Team 9 (Yujin Kim, Seungeun Cha) presented a marketing strategy proposal for 'The History of Whoo' brand's successful entry into the Japanese cosmetics market. Specifically, they analyzed consumer reviews posted on a famous Japanese beauty comprehensive platform. With LG Household & Health Care looking to reduce its dependency on the Chinese market by entering Japan, Team 9 utilized data from the '@cosme' platform, which boasts over 16 million users in Japan. They conducted keyword and review analyses, suggesting focusing on promotional materials and recommendations by department store clerks as a marketing strategy. An LG Household & Health Care representative mentioned the meaningful use of the result data and planned deeper discussions on the topic.

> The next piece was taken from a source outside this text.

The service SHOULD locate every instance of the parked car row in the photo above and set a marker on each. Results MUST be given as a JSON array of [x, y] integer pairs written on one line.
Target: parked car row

Professor Yoo Shijin praised the research's timing ahead of the market entry and the well-executed language processing in data analysis, suggesting that comparing with Korea and China in the Japanese market would be important in future research.
All 9 teams passed the project at the final presentation. After all presentations concluded, CDTB Director Professor Park Kyung Sam remarked, "This project was possible thanks to the continuous data and feedback from industry-academic collaboration institutions," expressing gratitude to all attendees for their participation amidst their busy schedules.